As SolarCity’s Peter Rive spelled out in a blog post in April, his company “has no interest in this scenario.” Solar companies understand the value of the grid, and are not looking to entirely displace customers. But the potential to defect will realistically be there for a growing number of people — putting more than $30 billion at risk for utilities.
“In conversations with utilities, they’re terrified,” said SMA’s Kennedy. “It’s certainly not mainstream, but the solar-storage option seems to be coming.”
Utilities may be nervous, but storage providers are thrilled at the prospect of leading solar companies embracing solar.
In his keynote address at a storage conference earlier this month, SunPower’s Werner said that solar advocates “need to accept” the reality about the need for more distributed and centralized storage. He described SunPower’s intention to work closely with storage companies to create more demand for the technology.

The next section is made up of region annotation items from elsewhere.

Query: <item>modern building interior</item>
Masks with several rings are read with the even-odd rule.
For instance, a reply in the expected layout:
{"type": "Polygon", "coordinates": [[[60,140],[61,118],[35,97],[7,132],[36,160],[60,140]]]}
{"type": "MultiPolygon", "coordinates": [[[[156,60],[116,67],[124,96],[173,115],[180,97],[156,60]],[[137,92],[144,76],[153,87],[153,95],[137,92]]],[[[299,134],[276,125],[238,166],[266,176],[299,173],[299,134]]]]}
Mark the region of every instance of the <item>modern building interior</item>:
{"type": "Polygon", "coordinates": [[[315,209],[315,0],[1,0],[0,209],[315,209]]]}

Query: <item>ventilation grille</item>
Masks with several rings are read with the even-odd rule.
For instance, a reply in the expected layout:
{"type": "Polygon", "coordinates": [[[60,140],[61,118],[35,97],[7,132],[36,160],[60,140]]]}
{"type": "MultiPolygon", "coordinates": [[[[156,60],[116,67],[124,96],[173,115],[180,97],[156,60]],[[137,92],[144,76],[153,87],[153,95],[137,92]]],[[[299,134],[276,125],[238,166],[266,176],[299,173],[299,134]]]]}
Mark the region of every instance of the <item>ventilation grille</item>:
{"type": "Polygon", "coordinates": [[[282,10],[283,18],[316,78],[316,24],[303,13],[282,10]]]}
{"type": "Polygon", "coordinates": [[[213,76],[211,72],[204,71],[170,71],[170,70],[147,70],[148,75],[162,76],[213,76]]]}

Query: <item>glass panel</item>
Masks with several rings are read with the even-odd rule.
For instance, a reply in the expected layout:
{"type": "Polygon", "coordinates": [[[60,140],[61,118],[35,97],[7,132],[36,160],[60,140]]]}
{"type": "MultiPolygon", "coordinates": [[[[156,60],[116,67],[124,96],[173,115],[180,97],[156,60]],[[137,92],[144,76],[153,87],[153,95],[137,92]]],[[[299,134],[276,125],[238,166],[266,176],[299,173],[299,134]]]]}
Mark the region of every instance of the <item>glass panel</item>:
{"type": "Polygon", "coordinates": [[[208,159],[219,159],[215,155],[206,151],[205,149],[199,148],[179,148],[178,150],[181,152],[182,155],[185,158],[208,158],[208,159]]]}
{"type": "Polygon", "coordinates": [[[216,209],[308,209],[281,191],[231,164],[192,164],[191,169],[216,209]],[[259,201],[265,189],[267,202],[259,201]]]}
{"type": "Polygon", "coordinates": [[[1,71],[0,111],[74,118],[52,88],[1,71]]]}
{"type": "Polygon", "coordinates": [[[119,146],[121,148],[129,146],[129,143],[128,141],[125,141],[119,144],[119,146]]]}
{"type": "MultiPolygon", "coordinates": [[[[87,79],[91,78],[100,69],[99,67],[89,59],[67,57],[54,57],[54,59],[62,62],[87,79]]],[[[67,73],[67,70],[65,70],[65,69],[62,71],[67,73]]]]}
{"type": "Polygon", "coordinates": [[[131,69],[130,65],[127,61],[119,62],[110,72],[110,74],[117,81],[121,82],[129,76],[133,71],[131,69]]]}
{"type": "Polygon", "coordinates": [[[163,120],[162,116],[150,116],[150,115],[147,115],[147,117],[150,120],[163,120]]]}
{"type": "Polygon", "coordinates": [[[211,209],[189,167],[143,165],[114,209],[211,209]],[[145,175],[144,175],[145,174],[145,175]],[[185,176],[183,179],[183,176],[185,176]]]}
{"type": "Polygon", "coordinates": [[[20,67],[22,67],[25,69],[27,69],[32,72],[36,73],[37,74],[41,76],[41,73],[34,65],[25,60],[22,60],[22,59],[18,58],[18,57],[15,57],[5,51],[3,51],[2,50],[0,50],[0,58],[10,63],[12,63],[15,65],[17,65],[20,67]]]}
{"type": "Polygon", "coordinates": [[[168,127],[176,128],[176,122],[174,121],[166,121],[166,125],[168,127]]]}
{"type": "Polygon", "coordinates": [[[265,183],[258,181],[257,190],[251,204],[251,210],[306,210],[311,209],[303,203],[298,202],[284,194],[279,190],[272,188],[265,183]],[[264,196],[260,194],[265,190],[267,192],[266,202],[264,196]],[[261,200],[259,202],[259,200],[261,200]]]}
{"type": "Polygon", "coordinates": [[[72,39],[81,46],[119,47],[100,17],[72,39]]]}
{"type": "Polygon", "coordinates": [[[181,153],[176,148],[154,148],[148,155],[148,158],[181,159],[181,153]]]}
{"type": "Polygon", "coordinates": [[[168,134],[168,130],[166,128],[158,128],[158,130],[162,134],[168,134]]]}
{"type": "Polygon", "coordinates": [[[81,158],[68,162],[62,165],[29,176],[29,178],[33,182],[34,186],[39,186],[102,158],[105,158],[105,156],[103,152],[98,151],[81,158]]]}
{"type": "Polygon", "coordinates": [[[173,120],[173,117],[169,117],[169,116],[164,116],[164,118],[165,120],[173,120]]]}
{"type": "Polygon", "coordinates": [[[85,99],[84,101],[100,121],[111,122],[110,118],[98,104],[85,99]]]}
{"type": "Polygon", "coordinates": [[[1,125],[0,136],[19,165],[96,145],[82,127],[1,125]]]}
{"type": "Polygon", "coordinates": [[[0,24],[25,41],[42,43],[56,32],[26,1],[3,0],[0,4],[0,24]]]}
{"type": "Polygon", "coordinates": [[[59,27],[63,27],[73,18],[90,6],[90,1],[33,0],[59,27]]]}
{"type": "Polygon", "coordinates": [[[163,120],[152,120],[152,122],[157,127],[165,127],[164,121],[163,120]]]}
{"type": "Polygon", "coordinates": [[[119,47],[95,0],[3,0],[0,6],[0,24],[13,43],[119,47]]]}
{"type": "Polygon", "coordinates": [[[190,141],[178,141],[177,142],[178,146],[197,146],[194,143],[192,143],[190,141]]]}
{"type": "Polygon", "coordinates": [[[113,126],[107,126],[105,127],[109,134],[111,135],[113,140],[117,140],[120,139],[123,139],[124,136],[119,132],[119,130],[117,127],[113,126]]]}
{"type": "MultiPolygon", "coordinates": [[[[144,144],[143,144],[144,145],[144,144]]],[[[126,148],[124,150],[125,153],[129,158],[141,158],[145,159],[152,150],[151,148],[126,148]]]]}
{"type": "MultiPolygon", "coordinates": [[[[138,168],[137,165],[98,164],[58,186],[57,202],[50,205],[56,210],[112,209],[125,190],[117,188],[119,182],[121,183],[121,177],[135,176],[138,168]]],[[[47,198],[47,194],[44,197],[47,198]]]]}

“We’re interested in partnering, using your technology or investing in it,” proclaimed Werner.
After finishing his speech, an audience member stepped up to the microphone and expressed his gratitude for Werner’s comments. “Everyone in the room should be standing up and doing a happy dance about a solar executive saying what you said,” explained the man. “Only a few years ago, a solar executive would never have said that.”
The rhetorical shift among solar executives like Werner has certainly been notable. But the actual business shift has yet to fully materialize. For now, with limited applications, solar companies are attempting to find the local value of storage and figure out how it can fit into existing installation and service models. That’s a challenge reminiscent of the early days of solar.
But it’s nothing that hasn’t been done before.
“The horse is out of the barn. It will happen,” said Werner. “Just like solar, you’re going to get scale and you’ll get costs down. We as a company are banking on it.”